In New Hampshire, Title V CYSHCN coordinators work closely with the child welfare organizations to provide services to children and youth in foster care and those who are in the care of relatives. The Title V CYSHCN program leads a quarterly “Learning Exchange” to share information across other state agencies that serve children and families. This encourages collaboration and increased awareness of services that are available.

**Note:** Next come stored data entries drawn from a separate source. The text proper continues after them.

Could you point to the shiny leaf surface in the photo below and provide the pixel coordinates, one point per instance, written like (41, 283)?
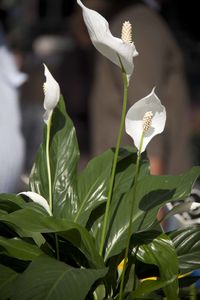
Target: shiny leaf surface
(160, 252)
(50, 279)
(64, 156)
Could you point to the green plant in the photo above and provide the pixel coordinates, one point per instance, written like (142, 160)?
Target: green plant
(56, 242)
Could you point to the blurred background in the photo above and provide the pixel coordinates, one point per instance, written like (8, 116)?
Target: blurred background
(53, 32)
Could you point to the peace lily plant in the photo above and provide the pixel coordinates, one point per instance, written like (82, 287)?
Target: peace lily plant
(94, 234)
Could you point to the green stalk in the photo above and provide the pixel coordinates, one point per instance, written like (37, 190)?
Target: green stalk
(121, 292)
(112, 177)
(48, 160)
(49, 177)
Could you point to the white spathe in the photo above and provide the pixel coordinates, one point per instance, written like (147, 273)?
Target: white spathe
(105, 42)
(38, 199)
(51, 93)
(134, 119)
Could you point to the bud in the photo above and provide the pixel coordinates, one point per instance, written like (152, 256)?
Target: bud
(126, 35)
(147, 119)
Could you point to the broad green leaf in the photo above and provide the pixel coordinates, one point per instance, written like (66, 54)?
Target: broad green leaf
(20, 249)
(150, 286)
(7, 277)
(187, 244)
(155, 191)
(161, 253)
(152, 193)
(125, 173)
(92, 186)
(47, 278)
(93, 182)
(33, 221)
(64, 156)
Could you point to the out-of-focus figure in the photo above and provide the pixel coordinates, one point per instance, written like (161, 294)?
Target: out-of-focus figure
(159, 64)
(12, 143)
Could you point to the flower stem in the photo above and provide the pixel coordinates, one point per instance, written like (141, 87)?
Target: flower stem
(49, 177)
(48, 160)
(112, 177)
(137, 168)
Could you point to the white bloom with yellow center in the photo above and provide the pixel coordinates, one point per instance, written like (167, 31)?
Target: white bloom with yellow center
(38, 199)
(51, 93)
(106, 43)
(146, 118)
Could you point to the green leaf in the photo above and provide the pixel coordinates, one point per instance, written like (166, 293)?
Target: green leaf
(187, 244)
(33, 221)
(92, 186)
(161, 253)
(150, 286)
(152, 193)
(155, 191)
(20, 249)
(125, 173)
(64, 156)
(7, 277)
(47, 278)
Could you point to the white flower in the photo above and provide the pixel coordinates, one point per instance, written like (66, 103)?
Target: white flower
(146, 117)
(106, 43)
(51, 93)
(38, 199)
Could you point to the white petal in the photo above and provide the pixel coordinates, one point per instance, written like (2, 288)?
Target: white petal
(38, 199)
(105, 42)
(134, 119)
(51, 93)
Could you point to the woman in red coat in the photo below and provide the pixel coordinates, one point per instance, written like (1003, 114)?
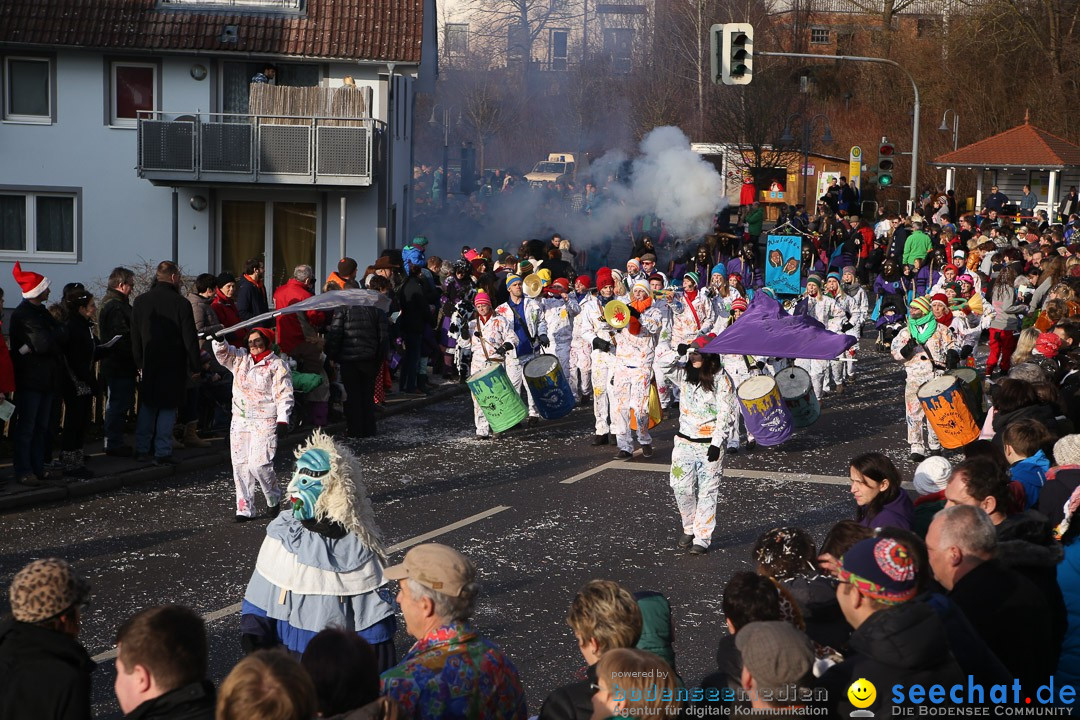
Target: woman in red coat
(225, 306)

Colorado’s Title V CYSHCN program is a voting member of the Colorado Medicaid’s Program Improvement Advisory Committee. Through this role, the Title V CYSHCN program has fostered relationships with Colorado’s Regional Accountable Entities (RAEs), which are responsible for coordinating care for Medicaid enrollees in the state. The RAEs each identified children and youth in foster care as a key population they would like to serve better. The Title V CYSHCN program had collaborated with the Court Appointed Advocates for Children (CASA) in the state to better understand the needs and barriers faced by families, children, and foster caregivers involved in the child welfare system. The Title V CYSHCN program is exploring mechanisms to build cross-sector partnership between CASA and the RAEs to increase access to intervention for children and youth in foster care.